Blood disease hepatitis C has been “effectively eliminated” in Tayside, 11 years ahead of target.
NHS Tayside said it is the first region in the world to meet targets for treating infected patients, 11 years ahead of schedule.
The World Health Organisation (WHO) hopes 90% of patients can be diagnosed, and 80% treated, by 2030, which NHS Tayside has now achieved.
The health board is also ahead of the Scottish Governments 2024 target.
Hepatitis C is a blood-borne virus which affects the liver and can lead to cirrhosis, liver failure or liver cancer.
Around 90% of infections occur in people who inject drugs, or have previously done so, through sharing needles.
Lorna Birse-Stewart, chairwoman of NHS Tayside’s board, said: “I am delighted to announce on World Hepatitis Day that NHS Tayside has now also achieved the Scottish Government’s 2024 target of a 90% reduction in prevalence of hepatitis C, making it the first region in the world to effectively eliminate the virus.
“It is testament to the work of the teams involved and, as a Board, we are very proud of them.”
Standard treatments for hepatitis C focus on those who are no longer using drugs or are accessing help services in order to limit the damage done by the virus to their bodies.
But NHS Tayside, working with Dundee University, took a new approach to target people who inject drugs without waiting for them to go on to recovery programmes, to stop them spreading the virus.

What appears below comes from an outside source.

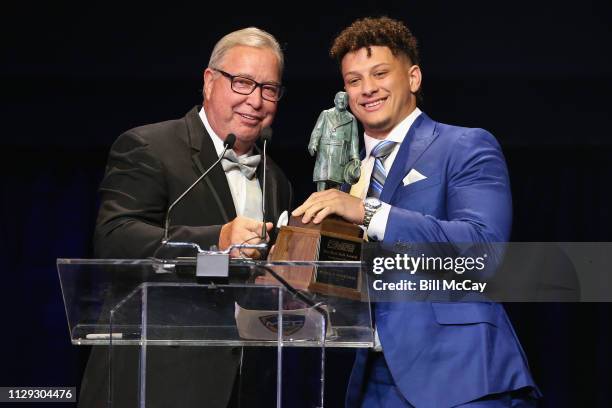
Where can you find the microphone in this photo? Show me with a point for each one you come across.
(266, 137)
(227, 144)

Consultant hepatologist and gastroenterologist, Professor John Dillon, said: “Hepatitis C is a life threatening disease which consumes a significant amount of resource in the NHS.

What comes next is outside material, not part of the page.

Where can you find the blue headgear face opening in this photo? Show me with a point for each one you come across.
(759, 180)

“Previous thinking had been that a community of people who inject drugs and their lives are too chaotic to allow for the sort of sustained treatment that hepatitis C needs to achieve a cure.

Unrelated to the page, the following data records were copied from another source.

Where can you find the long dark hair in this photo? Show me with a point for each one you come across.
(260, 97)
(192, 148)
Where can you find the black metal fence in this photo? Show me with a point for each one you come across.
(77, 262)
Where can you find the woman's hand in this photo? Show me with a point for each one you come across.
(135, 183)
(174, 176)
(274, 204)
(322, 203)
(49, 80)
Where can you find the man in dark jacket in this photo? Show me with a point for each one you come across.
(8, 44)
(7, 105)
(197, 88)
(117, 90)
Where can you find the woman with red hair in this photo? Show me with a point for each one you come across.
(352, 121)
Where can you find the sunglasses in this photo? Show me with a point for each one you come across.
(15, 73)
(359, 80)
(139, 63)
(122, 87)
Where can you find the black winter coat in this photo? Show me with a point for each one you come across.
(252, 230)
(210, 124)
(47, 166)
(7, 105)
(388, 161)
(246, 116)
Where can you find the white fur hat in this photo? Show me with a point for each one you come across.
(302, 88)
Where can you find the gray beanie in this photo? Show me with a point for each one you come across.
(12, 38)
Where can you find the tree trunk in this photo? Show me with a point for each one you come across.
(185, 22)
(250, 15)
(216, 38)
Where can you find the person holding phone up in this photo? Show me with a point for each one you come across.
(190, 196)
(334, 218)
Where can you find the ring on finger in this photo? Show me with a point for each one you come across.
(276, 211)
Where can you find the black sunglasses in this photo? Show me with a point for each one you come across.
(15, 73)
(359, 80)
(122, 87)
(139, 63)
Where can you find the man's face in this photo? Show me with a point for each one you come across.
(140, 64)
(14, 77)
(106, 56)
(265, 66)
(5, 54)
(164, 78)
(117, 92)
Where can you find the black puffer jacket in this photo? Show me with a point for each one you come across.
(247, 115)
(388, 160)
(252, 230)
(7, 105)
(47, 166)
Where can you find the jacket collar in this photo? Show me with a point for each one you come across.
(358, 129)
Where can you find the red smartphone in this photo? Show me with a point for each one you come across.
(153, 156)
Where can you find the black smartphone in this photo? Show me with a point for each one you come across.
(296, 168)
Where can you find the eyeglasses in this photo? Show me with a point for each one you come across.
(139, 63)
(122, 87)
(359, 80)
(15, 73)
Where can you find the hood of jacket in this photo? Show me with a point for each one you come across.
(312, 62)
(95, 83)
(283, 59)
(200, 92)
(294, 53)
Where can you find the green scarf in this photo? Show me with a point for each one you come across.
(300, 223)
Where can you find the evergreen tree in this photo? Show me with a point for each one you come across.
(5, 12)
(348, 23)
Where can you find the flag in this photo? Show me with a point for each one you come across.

“However, our view was that with the right approach, supported with appropriate resources, we could tackle what is a very significant problem and reduce the rates of hepatitis C infection.
“If you can offer treatment at a very early stage, while people who are infected are still actively injecting, when they have contact with other people who inject and share equipment with other people, their chances of transmission disappear because they’re not infected any more. It’s the idea of treatment as prevention.
“The programme started with a single project in a Dundee needle exchange before expanding to multiple research projects and redesign of services to achieve the milestone we have now reached, which justifies the brave decision to support this approach.”
Since testing at community clinics began, NHS Tayside has diagnosed 1,970 people, who are still alive and living in Tayside, and treated in excess of 1,800 people.
Public Health Minister Joe FitzPatrick said: “NHS Tayside should be congratulated and recognised for this achievement.
“NHS Tayside has led the way in developing innovative approaches to tackling hepatitis C, and I commend the hard work and commitment of all involved – it demonstrates the benefits of good leadership and collaborative working, and it will improve the lives of all those affected.”